Tell us a little bit about yourself. How did you get into writing?
I’m a musician and a computer engineer. Since I was a child, I loved art. I dreamed of being a singer and an actor. Maybe it’s a coincidence, but when I was ten years old, I suffered an accident on a small train—I was unable to walk for a year and almost lost a foot. During those months when I couldn’t even get up, I wolfed down dozens of books by Agatha Christie and other authors. I also wrote my first short story. It was in the horror genre, and I always pictured the main character running away from a horde of zombie with the first part of the song “Magnetic Fields I” by Jean Michel Jarré playing as a background music.
What inspired you to write your book?
During my teenage years, at my sister’s birthdays, a party guest talked about an intrinsic and mysterious subject. That’s where the idea for Pulstar came from. I felt I had to write about it somehow, heavily influenced by Blade Runner and my favorite books. I published the novels Astralvia I and II in Spanish in early 2000. Then I stopped writing and focused fully on my band Fractaler until 2012.
The social, economic, and political disaster in my country, Venezuela, influenced Pulstar and one of its prequels heavily.
What theme or message do you hope readers will take away from your book?
Thank you for this question. For me, the greatest achievement of an author is when they connect with their readers. The primary message of Pulstar I is that we know so little about anything, also that humans are so insignificant on a universal scale, and how lethal a species can be when it’s slightly more intelligent than the rest, and when it can do whatever it wants because it owns the laws.
What drew you into this particular genre?
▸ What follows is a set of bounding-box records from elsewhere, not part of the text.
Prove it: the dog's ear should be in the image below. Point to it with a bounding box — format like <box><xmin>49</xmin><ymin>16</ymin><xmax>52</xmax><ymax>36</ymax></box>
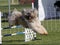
<box><xmin>22</xmin><ymin>9</ymin><xmax>26</xmax><ymax>15</ymax></box>
<box><xmin>33</xmin><ymin>9</ymin><xmax>38</xmax><ymax>17</ymax></box>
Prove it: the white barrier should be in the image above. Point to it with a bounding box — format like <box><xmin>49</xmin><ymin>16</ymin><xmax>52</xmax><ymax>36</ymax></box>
<box><xmin>0</xmin><ymin>12</ymin><xmax>2</xmax><ymax>44</ymax></box>
<box><xmin>2</xmin><ymin>28</ymin><xmax>36</xmax><ymax>42</ymax></box>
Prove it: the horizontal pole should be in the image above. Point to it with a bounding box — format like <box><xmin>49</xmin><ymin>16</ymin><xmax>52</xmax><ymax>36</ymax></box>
<box><xmin>1</xmin><ymin>25</ymin><xmax>22</xmax><ymax>30</ymax></box>
<box><xmin>3</xmin><ymin>32</ymin><xmax>25</xmax><ymax>37</ymax></box>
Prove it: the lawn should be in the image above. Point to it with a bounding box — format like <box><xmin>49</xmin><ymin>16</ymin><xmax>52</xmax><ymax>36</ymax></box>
<box><xmin>2</xmin><ymin>20</ymin><xmax>60</xmax><ymax>45</ymax></box>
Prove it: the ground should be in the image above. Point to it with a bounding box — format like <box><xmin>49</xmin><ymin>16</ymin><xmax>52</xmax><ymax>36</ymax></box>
<box><xmin>2</xmin><ymin>20</ymin><xmax>60</xmax><ymax>45</ymax></box>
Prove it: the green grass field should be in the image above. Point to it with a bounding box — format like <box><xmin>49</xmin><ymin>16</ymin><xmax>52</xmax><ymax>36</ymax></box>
<box><xmin>2</xmin><ymin>20</ymin><xmax>60</xmax><ymax>45</ymax></box>
<box><xmin>0</xmin><ymin>2</ymin><xmax>60</xmax><ymax>45</ymax></box>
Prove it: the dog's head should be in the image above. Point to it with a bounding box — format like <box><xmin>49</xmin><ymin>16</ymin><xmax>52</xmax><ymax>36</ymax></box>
<box><xmin>22</xmin><ymin>9</ymin><xmax>38</xmax><ymax>20</ymax></box>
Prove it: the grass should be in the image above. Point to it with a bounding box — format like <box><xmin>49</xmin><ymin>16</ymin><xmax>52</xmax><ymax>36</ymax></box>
<box><xmin>0</xmin><ymin>4</ymin><xmax>31</xmax><ymax>12</ymax></box>
<box><xmin>2</xmin><ymin>20</ymin><xmax>60</xmax><ymax>45</ymax></box>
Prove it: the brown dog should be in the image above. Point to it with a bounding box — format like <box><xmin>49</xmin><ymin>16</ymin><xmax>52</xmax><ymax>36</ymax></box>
<box><xmin>8</xmin><ymin>9</ymin><xmax>48</xmax><ymax>34</ymax></box>
<box><xmin>24</xmin><ymin>9</ymin><xmax>48</xmax><ymax>34</ymax></box>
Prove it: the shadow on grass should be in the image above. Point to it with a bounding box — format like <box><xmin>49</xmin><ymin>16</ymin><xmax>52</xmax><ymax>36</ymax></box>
<box><xmin>2</xmin><ymin>38</ymin><xmax>42</xmax><ymax>43</ymax></box>
<box><xmin>2</xmin><ymin>40</ymin><xmax>25</xmax><ymax>43</ymax></box>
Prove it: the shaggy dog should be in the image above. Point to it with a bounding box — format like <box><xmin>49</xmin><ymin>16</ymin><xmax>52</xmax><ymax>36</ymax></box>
<box><xmin>8</xmin><ymin>8</ymin><xmax>28</xmax><ymax>28</ymax></box>
<box><xmin>23</xmin><ymin>9</ymin><xmax>48</xmax><ymax>34</ymax></box>
<box><xmin>8</xmin><ymin>9</ymin><xmax>48</xmax><ymax>34</ymax></box>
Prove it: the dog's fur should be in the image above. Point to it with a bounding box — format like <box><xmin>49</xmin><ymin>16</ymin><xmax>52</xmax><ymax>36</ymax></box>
<box><xmin>24</xmin><ymin>9</ymin><xmax>48</xmax><ymax>34</ymax></box>
<box><xmin>8</xmin><ymin>9</ymin><xmax>28</xmax><ymax>28</ymax></box>
<box><xmin>9</xmin><ymin>9</ymin><xmax>48</xmax><ymax>34</ymax></box>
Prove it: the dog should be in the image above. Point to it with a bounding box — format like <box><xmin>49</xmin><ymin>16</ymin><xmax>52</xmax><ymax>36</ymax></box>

The Pulstar trilogy is science fiction, alternate reality, and dystopia with a touch of romance. Nerve is science fiction with thriller, mystery, and a tinge of horror, perhaps.
Science fiction gives you thousands of possibilities. It’s thought-provoking and presents a range of philosophical issues I love. But what I like most about science fiction—hard-but-not-that-hard—is that it allows me to talk about one of my favorite subjects: the cosmos.
What social media site has been the most helpful in developing your readership?
Well, this one is quite easy, as I don’t have social media. 😊 I manage everything through my mailing list, and now I’m entering the world of Goodreads.
What advice would you give to aspiring or just starting authors out there?
Wow, this is a tough one.
They have to love writing, otherwise, there’s no point. It’s hours of solitude and requires an extreme sacrifice on a social, economic, and emotional level that perhaps only other writers or people connected to the literary scene would be able to fully understand. However, if the uneasiness and the inner burning are there and never go away, we have no choice but toss it out, hoping our message connects with other people.
What does the future hold in store for you? Any new books/projects on the horizon?
Thank you, future, for holding something in store for me. I hope you rock!
At the moment, I need to finish editing Pulstar II and III. Also, the prequel Marlenh is also in the editing process. Another project I have to complete is the music for all these books; although it’s quite advanced. I have other ideas floating around in my head, of course; only one is science fiction, and all of them would take place in Astralvia. One of these stories is about a young girl drummer who wants to make it; I’m a wanna-be drummer. What can I say?
About the Author
Venezuela-born Giancarlo Roversi isn’t only a writer. He’s also a computer engineer and a musician who shared stages with artists such as REM, Oasis, Travis, Duran Duran, and Maroon Five.
When his band Fractaler broke up in 2011, he devoted the next ten years to cue the Pulstar Trilogy and three prequels in that universe.
He surrendered his personal life and wrote these manuscripts in his native language, Spanish, and then he translated them into English. He also composed a soundtrack for each book; they’re currently in production.
When he’s not living and breathing in his Pulstarverse, he loves family time, cooking, astronomy, animals, and having philosophical discussions—especially about the meaning of life—with anyone who cares to join him.